A delinqüência sempre revela, através de um comportamento, um duplo fracasso. É o fracasso dos mecanismos intrapsíquicos de defesa do indivíduo, que controlam os impulsos agressivos, projetados de modo destrutivo, além de ser o fracasso dos meios familiar e social, no que tange a propiciar ao indivíduo recursos adequados para um desenvolvimento sadio.
A recuperação dos condenados é requisito fundamental para demarcar o início da execução científica das penas privativas de liberdade e da medida de segurança detentiva. Isso deve ocorrer de modo que a cada sentenciado - conhecida sua personalidade e analisado o fato cometido - corresponda um tratamento penitenciário adequado.

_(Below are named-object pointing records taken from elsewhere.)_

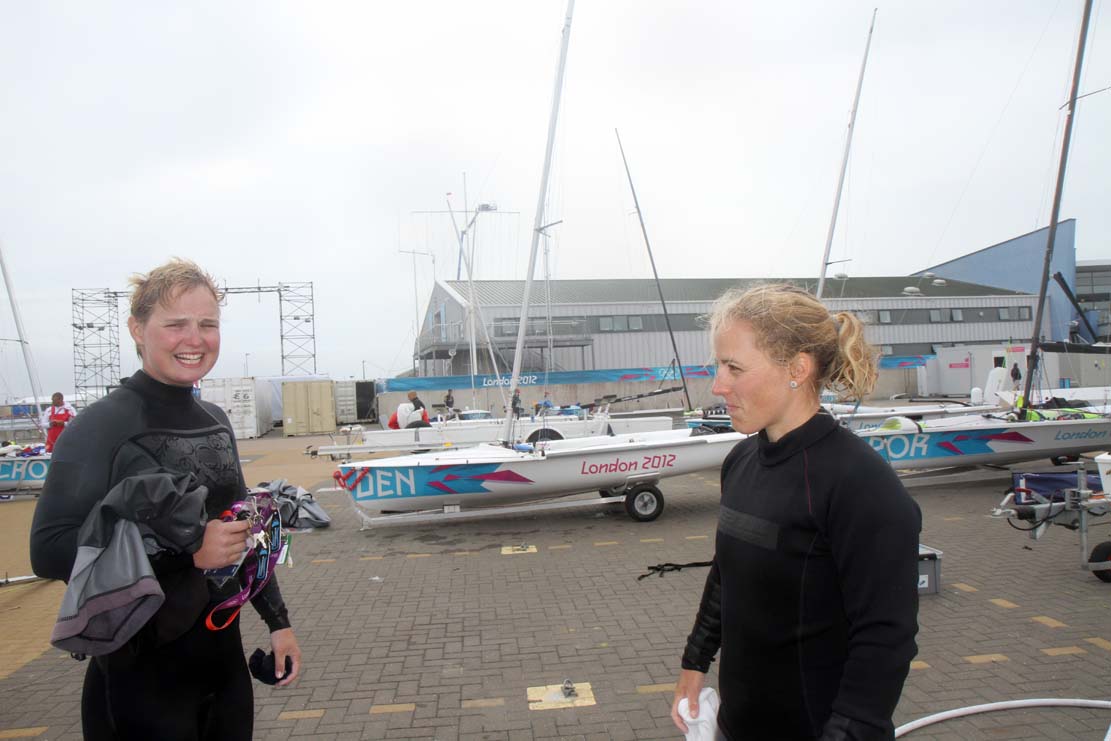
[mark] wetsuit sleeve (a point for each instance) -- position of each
(78, 478)
(704, 640)
(872, 528)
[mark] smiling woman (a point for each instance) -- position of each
(171, 673)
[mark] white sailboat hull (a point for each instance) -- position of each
(492, 474)
(454, 433)
(974, 440)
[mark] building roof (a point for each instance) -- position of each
(636, 290)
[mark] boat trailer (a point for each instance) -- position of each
(1039, 500)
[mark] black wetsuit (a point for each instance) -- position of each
(812, 597)
(176, 679)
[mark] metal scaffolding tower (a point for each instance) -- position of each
(97, 334)
(96, 342)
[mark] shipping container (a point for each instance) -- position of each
(244, 400)
(344, 402)
(308, 408)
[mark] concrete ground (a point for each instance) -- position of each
(447, 630)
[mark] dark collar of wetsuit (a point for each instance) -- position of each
(800, 438)
(163, 392)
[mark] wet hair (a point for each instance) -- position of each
(788, 320)
(164, 283)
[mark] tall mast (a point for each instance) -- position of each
(1069, 118)
(656, 273)
(844, 163)
(22, 337)
(539, 222)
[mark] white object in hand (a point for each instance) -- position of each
(703, 728)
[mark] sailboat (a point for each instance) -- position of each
(622, 467)
(1026, 433)
(28, 471)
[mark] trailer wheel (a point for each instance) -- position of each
(644, 502)
(1101, 554)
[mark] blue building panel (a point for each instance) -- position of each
(1017, 264)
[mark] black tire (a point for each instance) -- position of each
(544, 434)
(1101, 554)
(644, 502)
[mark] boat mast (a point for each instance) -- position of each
(844, 163)
(22, 338)
(539, 222)
(643, 230)
(1069, 118)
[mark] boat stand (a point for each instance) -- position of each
(1076, 512)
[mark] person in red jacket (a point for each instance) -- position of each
(56, 418)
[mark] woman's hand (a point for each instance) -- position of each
(223, 543)
(689, 686)
(284, 644)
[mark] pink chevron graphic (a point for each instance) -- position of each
(504, 477)
(1007, 437)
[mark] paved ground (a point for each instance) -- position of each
(432, 632)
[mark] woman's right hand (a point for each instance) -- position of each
(223, 543)
(689, 686)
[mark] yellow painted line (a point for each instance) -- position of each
(550, 697)
(651, 689)
(1064, 651)
(298, 714)
(1049, 622)
(1102, 642)
(987, 659)
(487, 702)
(400, 708)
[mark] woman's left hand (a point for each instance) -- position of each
(284, 644)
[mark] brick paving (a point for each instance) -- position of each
(428, 631)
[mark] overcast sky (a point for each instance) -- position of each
(298, 141)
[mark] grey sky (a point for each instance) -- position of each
(288, 141)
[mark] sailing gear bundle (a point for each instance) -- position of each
(259, 560)
(296, 506)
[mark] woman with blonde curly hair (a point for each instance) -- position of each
(812, 594)
(179, 677)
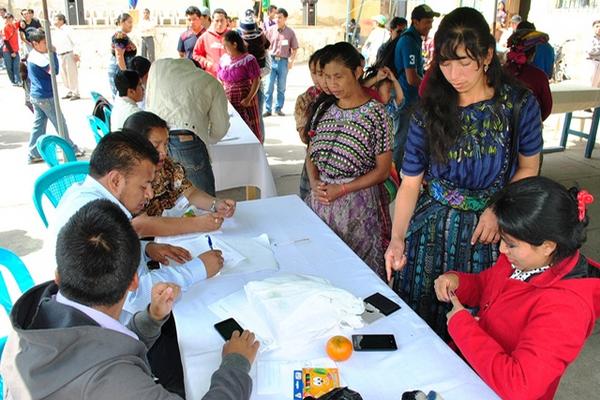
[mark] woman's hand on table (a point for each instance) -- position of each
(445, 285)
(244, 344)
(213, 262)
(456, 306)
(163, 252)
(486, 231)
(225, 207)
(395, 259)
(164, 295)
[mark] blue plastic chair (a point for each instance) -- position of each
(55, 182)
(98, 127)
(48, 145)
(24, 281)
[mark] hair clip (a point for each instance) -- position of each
(583, 198)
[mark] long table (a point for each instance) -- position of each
(239, 159)
(572, 96)
(423, 361)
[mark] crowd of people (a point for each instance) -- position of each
(473, 222)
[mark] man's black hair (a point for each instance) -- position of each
(121, 152)
(97, 254)
(125, 80)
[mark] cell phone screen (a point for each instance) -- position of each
(227, 327)
(374, 342)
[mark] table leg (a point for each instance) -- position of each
(592, 135)
(251, 193)
(566, 128)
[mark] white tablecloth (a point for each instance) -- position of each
(423, 361)
(240, 160)
(571, 96)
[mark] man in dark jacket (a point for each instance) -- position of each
(68, 342)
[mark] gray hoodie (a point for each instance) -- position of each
(58, 352)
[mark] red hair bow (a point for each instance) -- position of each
(583, 198)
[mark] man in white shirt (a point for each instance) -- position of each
(63, 40)
(131, 91)
(148, 32)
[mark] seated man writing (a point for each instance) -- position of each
(67, 341)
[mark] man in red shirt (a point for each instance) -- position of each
(209, 47)
(10, 49)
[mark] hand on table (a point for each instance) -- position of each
(445, 285)
(395, 259)
(208, 222)
(486, 231)
(244, 344)
(162, 252)
(213, 262)
(163, 296)
(225, 207)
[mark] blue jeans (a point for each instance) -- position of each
(279, 70)
(12, 67)
(193, 155)
(43, 109)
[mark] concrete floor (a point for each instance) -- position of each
(21, 229)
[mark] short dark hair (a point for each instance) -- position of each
(36, 35)
(142, 122)
(282, 11)
(234, 37)
(97, 254)
(219, 11)
(121, 152)
(193, 10)
(125, 80)
(139, 64)
(536, 209)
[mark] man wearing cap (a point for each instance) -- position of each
(408, 60)
(209, 47)
(282, 51)
(198, 19)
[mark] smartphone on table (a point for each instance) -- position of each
(227, 327)
(370, 342)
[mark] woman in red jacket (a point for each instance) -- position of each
(536, 305)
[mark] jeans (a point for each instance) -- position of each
(43, 109)
(279, 70)
(193, 155)
(12, 67)
(400, 137)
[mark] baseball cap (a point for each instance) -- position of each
(423, 11)
(204, 10)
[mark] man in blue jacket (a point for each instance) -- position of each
(38, 69)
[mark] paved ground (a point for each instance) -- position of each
(22, 231)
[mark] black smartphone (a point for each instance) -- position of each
(226, 328)
(382, 303)
(374, 342)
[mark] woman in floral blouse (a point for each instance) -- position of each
(170, 186)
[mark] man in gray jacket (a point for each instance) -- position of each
(67, 341)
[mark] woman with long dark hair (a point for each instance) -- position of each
(240, 73)
(476, 131)
(349, 157)
(536, 305)
(122, 49)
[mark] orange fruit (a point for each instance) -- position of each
(339, 348)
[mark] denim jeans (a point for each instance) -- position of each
(43, 109)
(12, 67)
(193, 155)
(279, 70)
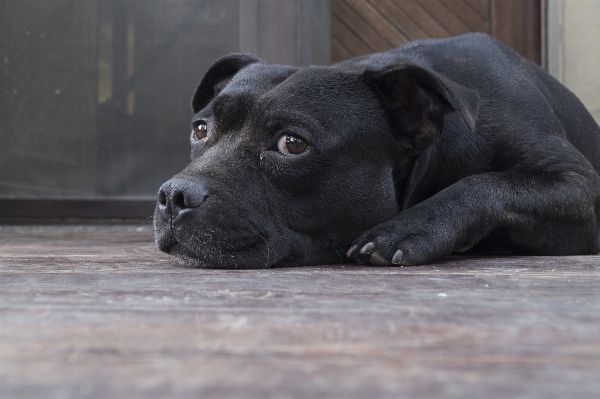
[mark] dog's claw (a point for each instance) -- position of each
(351, 250)
(367, 248)
(376, 259)
(397, 258)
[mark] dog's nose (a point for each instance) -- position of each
(178, 195)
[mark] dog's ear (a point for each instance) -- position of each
(217, 77)
(417, 100)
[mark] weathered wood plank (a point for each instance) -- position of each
(473, 21)
(420, 13)
(339, 52)
(357, 24)
(380, 24)
(352, 42)
(98, 312)
(481, 6)
(400, 19)
(445, 17)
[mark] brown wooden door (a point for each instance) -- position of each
(366, 26)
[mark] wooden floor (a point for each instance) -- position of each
(98, 312)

Na atualidade, a grande discussão é sobre a defesa cada vez maior da abolição gradual da pena restritiva de liberdade e, até mesmo, sobre o desaparecimento de algumas figuras típicas da legislação punitiva, adotando-se o que se convencionou chamar de "direito penal mínimo". O principal argumento dos mais renomados doutrinadores defensores dessa idéia está na ineficácia da pena de prisão, uma vez que, como explicado anteriormente, as raízes do crime são muitas, especialmente a questão sócio-econômica. Enquanto isto não ocorre, conclui-se que - para se chegar o mais próximo possível dos objetivos da pena - o sistema penitenciário deve adotar políticas que valorizem o trabalho prisional, a assistência educacional formal e profissionalizante, o esporte, o lazer, o contato com o mundo exterior, além de assegurar os direitos humanos de cada cidadão e o individualizar.